Of course, it might be a different story if Suu Kyi better balanced her constant attacks on the political authorities for a change that would benefit her with a much more rigorous use of her Nobel-enhanced moral authority for change that would benefit others. But as all those negative headlines indicate, that has not happened. Summing up the essential problem, journalist Jane Perlez observed of the criticism last November that Suu Kyi "has hesitated to take on many of her country's biggest issues ... and has failed those who expected a staunch human right advocate."
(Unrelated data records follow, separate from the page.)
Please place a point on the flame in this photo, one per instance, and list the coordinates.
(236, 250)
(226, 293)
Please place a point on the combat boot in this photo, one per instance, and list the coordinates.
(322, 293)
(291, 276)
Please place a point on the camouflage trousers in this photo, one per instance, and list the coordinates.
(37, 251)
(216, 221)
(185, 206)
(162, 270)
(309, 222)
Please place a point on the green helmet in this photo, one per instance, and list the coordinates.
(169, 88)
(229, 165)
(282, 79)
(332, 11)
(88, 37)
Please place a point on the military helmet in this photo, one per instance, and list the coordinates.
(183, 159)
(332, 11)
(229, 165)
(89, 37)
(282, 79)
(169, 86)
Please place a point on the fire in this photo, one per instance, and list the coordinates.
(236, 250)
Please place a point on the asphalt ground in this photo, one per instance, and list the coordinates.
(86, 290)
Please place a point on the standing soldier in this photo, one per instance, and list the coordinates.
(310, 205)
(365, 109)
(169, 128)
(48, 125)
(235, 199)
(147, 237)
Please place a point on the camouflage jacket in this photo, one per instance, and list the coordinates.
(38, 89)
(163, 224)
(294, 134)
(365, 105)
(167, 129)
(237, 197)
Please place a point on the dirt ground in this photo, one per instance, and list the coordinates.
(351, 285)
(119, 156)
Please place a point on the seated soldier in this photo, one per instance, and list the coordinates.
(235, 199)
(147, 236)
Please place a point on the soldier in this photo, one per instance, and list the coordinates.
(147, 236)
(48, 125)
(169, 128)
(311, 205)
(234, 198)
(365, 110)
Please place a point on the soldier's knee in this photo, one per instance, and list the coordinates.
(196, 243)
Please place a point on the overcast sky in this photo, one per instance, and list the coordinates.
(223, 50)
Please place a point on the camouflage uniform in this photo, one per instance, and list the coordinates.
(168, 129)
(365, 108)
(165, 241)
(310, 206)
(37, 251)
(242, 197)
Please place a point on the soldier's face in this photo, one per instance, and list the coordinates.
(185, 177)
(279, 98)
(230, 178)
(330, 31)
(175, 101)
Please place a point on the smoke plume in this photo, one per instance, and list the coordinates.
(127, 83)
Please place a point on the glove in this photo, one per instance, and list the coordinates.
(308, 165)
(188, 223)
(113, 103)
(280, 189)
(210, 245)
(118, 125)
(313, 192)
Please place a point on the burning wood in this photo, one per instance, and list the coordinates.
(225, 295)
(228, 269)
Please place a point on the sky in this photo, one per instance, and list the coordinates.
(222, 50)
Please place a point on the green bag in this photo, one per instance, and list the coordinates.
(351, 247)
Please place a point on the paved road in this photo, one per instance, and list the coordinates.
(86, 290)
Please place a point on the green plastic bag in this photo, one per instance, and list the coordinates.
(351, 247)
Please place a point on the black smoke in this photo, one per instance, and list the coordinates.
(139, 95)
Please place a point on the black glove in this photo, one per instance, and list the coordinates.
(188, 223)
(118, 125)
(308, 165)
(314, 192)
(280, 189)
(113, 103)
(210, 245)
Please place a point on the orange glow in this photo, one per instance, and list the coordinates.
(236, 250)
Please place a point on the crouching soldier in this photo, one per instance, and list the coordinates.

Since joining parliament, Suu Kyi has rarely spoken out against the government's ongoing violence against rebels in northern Kachin State -- part of a festering, 70-year war between Myanmar's military and its 135 ethnic minority groups. Her complete silence on atrocities being committed against more than one million Rohingya Muslims - who are being herded into squalid camps by the Buddhist majority in western Rakhine state -- has drawn outrage from human rights advocates. Yet, when Human Rights Watch came to Myanmar in January, she said she was too busy to meet with them. Last month, she even threatened legal action against an NLD member for supporting student protests against a controversial proposal to decentralize the education system, leading one publication to ask if she "turned her back on Burma's student protesters."
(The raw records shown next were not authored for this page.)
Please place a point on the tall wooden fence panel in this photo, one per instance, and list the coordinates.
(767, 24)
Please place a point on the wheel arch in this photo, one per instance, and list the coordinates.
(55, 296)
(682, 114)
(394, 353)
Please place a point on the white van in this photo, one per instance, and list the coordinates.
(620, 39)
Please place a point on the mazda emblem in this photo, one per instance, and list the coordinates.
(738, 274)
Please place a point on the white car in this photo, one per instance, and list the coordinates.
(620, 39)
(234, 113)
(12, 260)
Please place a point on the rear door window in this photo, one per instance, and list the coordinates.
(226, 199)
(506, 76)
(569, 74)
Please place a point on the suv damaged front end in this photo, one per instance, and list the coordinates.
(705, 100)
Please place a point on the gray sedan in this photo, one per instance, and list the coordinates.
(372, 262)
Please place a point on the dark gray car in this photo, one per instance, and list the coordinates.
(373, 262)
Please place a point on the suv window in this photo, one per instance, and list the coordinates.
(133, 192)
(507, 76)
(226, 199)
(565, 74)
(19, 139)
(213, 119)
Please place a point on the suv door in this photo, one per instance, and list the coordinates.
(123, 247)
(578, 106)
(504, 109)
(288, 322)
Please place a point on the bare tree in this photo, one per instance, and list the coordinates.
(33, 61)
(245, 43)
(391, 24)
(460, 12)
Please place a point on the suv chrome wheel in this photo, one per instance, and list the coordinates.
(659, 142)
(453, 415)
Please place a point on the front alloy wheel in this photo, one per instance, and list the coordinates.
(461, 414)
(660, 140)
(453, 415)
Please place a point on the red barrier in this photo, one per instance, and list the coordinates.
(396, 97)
In one high-profile case where protesters were attacked by police for protesting a copper mine, Suu Kyi sided with elites and company officials. She has yet to raise her voice on a constitutional issue that will likely dominate discussion in 2016, which is the movement toward a federalist system of government that solidifies a cease-fire agreement signed this month between the government and 16 armed ethnic groups and grants minorities some degree of autonomy -- without which Myanmar will never be a real country.
The disappointment felt by many former supporters was summed up by lawmaker U Thein Nyunt, who told a journalist last year, "We've followed her leadership for two decades, but she's failed to get any results for her country. It is obvious now that she is not considering the people, but only her own power."
Like The Candidate, The Lady still uses the image of her father as often as possible. But maybe, deep in her heart, she believes that she'll never be in a position to make real change until she's President. Maybe being hailed as her nation's savior is more pressure than she, or many of us, could live up to. Or maybe the substance of Aung San Suu Kyi never really matched the symbol -- and the West would do well to see that Myanmar is much more than The Lady.
Stanley Weiss, a global mining executive and founder of Washington-based Business Executives for National Security, has been widely published on domestic and international issues for three decades.